For information regarding changes with respect to the directors and officers of TNGP, an indirect, wholly owned subsidiary of Terra and the general partner of TNCLP, please see Item 5.02 of this Current Report on Form 8-K, which is incorporated herein by reference.

 

As of December 31, 2009, TNCLP had outstanding 18,501,576 common units and 184,072 Class B common units, at which time Terra and its subsidiaries owned 13,889,014, or approximately 75.1%, of the common units and all of the outstanding Class B common units. In connection with the consummation of the Offer, CF now owns an 85.6% controlling interest in Terra and its subsidiaries, including the common units and Class B common units of TNCLP held by Terra and its subsidiaries.

 

ITEM 5.02          DEPARTURE OF DIRECTORS OR CERTAIN OFFICERS; ELECTION OF DIRECTORS; APPOINTMENT OF CERTAIN OFFICERS; COMPENSATORY ARRANGEMENTS OF CERTAIN OFFICERS

 

On April 5, 2010, in connection with the payment by CF Sub for Terra Common Shares pursuant to and subject to the conditions of the Offer and pursuant to the terms of the Merger Agreement, Michael L. Bennett and Daniel D. Greenwell resigned as members of the Board of TNGP, an indirect, wholly owned subsidiary of Terra and the general partner of TNCLP. On the same date, pursuant to the Merger Agreement, the vacancies created by such resignations were filled through the appointments of Stephen R. Wilson and Anthony J. Nocchiero to serve as directors of the Board.

 

On April 5, 2010, Michael L. Bennett resigned as President of TNGP; Daniel D. Greenwell resigned as Vice President and Chief Financial Officer of TNGP; Joseph D. Giesler resigned as Vice President of TNGP; John W. Huey resigned as Vice President, General Counsel and Corporate Secretary of TNGP; and Douglas M. Stone resigned as Vice President, Sales and Marketing of TNGP. Also, on April 5, 2010, each of the following individuals was elected as an officer of TNGP as set forth across from their names below:

 

Stephen R. Wilson

 

President and Chairman of the Board

Anthony J. Nocchiero

 

Vice President and Chief Financial Officer

Richard A. Hoker

 

Vice President

 

Mr. Wilson, 61, has been a member of CF’s board since April 2005 and chairman of the board of CF since July 2005. Mr. Wilson has served as CF’s president and chief executive officer since October 2003. Mr. Wilson joined CF in 1991 as senior vice president and chief financial officer, following a lengthy career with Inland Steel Industries, Inc.
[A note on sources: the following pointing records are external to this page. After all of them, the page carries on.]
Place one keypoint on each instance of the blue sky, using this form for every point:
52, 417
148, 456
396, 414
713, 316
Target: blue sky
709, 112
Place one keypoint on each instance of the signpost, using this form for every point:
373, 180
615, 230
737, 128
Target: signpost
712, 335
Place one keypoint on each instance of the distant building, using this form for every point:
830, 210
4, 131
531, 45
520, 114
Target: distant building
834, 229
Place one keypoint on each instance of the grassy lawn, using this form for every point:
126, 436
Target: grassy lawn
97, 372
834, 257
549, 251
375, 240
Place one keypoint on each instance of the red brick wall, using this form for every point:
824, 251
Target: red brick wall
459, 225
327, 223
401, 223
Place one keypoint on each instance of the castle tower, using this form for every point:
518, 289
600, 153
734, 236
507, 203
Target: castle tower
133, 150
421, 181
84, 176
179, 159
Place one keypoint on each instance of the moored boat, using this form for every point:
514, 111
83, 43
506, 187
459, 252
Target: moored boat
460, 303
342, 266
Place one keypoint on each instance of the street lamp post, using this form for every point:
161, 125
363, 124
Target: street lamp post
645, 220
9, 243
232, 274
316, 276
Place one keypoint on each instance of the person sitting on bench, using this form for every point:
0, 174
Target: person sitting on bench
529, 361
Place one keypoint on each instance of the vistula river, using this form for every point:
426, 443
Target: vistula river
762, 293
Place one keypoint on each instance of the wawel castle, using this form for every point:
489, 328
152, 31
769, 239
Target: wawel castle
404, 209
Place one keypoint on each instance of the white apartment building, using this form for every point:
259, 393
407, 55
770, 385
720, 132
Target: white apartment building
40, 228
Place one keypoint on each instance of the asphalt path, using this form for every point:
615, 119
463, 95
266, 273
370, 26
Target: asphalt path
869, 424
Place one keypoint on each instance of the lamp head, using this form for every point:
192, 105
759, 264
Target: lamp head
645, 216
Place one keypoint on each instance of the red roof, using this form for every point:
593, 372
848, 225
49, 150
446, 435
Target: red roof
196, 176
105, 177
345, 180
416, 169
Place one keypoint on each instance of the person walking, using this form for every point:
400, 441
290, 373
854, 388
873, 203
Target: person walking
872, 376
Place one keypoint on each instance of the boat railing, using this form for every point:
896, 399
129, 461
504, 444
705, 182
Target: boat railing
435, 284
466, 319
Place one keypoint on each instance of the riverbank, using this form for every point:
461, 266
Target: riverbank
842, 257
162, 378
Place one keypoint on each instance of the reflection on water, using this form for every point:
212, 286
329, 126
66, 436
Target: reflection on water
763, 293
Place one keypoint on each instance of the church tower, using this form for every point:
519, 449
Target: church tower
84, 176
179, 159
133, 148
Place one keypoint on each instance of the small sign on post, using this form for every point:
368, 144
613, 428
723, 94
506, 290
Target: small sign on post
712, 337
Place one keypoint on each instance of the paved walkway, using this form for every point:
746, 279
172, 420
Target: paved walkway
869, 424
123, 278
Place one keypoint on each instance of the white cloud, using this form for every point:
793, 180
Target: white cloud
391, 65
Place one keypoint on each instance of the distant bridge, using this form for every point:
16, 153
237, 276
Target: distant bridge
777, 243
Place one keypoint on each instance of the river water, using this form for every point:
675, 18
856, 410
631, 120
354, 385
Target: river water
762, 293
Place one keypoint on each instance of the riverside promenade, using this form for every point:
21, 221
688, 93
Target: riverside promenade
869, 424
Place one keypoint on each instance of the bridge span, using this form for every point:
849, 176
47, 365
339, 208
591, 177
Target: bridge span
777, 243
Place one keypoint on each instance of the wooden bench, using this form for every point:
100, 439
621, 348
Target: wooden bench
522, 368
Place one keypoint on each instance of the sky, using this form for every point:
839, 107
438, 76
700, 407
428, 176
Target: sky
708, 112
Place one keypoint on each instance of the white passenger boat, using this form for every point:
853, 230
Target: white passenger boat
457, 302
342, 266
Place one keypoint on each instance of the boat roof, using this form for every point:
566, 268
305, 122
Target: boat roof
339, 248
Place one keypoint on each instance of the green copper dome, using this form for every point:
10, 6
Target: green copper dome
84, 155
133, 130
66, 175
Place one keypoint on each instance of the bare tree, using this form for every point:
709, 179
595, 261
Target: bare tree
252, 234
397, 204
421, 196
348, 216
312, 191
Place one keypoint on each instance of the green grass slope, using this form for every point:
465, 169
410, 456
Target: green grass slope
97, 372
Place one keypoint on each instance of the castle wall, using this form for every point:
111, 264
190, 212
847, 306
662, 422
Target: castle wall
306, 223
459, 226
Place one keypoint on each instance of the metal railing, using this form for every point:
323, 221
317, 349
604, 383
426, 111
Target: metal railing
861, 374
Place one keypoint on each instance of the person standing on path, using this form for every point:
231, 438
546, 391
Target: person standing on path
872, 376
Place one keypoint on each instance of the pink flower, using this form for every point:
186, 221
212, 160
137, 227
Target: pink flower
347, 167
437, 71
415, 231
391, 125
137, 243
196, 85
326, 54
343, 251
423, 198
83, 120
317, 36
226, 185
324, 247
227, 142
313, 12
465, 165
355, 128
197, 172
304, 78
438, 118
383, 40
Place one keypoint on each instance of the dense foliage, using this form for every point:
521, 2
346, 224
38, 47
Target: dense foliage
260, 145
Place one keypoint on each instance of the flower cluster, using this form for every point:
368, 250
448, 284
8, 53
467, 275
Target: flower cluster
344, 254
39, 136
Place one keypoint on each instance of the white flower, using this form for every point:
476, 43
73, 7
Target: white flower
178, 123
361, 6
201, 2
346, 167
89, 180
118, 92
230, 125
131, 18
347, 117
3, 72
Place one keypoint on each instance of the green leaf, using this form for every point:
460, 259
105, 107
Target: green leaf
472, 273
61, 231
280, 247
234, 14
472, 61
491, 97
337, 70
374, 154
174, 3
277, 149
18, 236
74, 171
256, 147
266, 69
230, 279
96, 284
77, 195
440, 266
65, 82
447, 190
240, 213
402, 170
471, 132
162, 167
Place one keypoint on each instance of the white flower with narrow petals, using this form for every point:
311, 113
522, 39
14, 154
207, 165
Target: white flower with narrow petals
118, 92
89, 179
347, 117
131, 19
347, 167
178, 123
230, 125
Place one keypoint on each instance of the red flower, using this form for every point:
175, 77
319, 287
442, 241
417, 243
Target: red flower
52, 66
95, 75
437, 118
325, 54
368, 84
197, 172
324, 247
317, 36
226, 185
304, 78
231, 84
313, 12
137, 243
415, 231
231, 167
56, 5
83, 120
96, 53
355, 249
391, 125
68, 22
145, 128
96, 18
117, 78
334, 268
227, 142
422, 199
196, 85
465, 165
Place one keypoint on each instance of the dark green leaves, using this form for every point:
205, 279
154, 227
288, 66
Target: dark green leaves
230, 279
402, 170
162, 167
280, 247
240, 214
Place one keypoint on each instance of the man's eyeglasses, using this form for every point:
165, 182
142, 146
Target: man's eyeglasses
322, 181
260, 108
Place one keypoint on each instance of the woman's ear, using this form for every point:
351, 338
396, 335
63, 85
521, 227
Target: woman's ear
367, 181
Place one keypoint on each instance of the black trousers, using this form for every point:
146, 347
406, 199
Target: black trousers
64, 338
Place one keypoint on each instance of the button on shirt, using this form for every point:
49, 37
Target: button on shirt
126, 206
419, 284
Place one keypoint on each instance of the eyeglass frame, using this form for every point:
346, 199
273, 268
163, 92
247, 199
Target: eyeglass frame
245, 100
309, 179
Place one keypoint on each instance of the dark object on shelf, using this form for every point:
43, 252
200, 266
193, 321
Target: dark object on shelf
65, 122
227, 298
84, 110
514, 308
Mr. Wilson is also a director of Ameren Corporation.

 

Mr. Nocchiero, 59, joined CF in April 2007 as senior vice president and chief financial officer. Before joining CF, Mr. Nocchiero was chief financial officer and vice president, finance, of Merisant Worldwide, Inc., a position he held from July 2005 to March 2007. From January 2002 to July 2005, Mr. Nocchiero was self-employed as an advisor and private consultant. From January 1999 to December 2001, Mr. Nocchiero served as vice president and chief financial officer of BP Chemicals, the global petrochemical business of BP p.l.c. Prior to that, he spent twenty-four years with Amoco Corporation, including service as Amoco’s vice president and controller from April 1998 to January 1999.

 

3



 

Mr. Nocchiero holds a B.S. degree in chemical engineering from Washington University and an M.B.A. degree from the Kellogg Graduate School of Management at Northwestern University.

 

Mr. Hoker, 45, has served as CF’s vice president and corporate controller since November 2007. Before joining CF, Mr. Hoker spent over 11 years with Sara Lee Corporation, where he served most recently as vice president and controller from January 2007 to November 2007 and principal accounting officer from July 2007 to November 2007. Prior to being named controller, Mr. Hoker held other financial management positions of increasing responsibility at Sara Lee. Prior to joining Sara Lee, Mr. Hoker was a member of the financial advisory services consulting group at Coopers & Lybrand LLP in Chicago (now PricewaterhouseCoopers) and previously led teams in the firm’s audit practice. Mr. Hoker holds a B.S. degree in accounting from DePaul University and an M.B.A. degree in finance and accounting from the University of Chicago. He is also a certified public accountant.

 

None of CF’s designated officers described above has entered into any new employment agreement or arrangement with TNGP.

 

Prior to the actions taken on April 5, 2010, none of CF’s designated officers was a director of, or held any position with, TNGP.  CF and CF Sub have advised TNGP that none of CF’s designated officers or any of his or her affiliates (i) has a familial relationship with any directors or executive officers of TNGP, or (ii) has been in any transactions with TNGP or any of its directors, officers or affiliates which are required to be disclosed pursuant to the rules and regulations of the Securities and Exchange Commission.

 

ITEM 9.01          FINANCIAL STATEMENTS AND EXHIBITS

 

(d)  Exhibits

 

10.1                        Waiver, dated as of April 2, 2010, among Terra Nitrogen, Limited Partnership, a Delaware limited partnership, Terra Nitrogen Company, L.P., a Delaware limited partnership, Terra Nitrogen GP, Inc., a Delaware corporation, the Lenders party thereto, and Citicorp USA, Inc., as Administrative Agent thereunder.

 

4



 

SIGNATURES

 

Pursuant to the requirements of the Securities Exchange Act of 1934, the registrant has duly caused this report to be signed on its behalf by the undersigned hereunto duly authorized.

 

 

TERRA NITROGEN COMPANY, L.P.

 

By: Terra Nitrogen GP Inc.

 

Its: General Partner

 

 

 

/s/ Douglas C. Barnard

 

Name:

Douglas C. Barnard

 

Title:

Vice President, General Counsel and Corporate Secretary

 

 

Date: April 7, 2010

 

 

5



 

EXHIBIT INDEX

 

Exhibit
Number

 

Description

 

 

 

10.1

 

Waiver, dated as of April 2, 2010, among Terra Nitrogen, Limited Partnership, a Delaware limited partnership, Terra Nitrogen Company, L.P., a Delaware limited partnership, Terra Nitrogen GP, Inc., a Delaware corporation, the Lenders party thereto, and Citicorp USA, Inc., as Administrative Agent thereunder.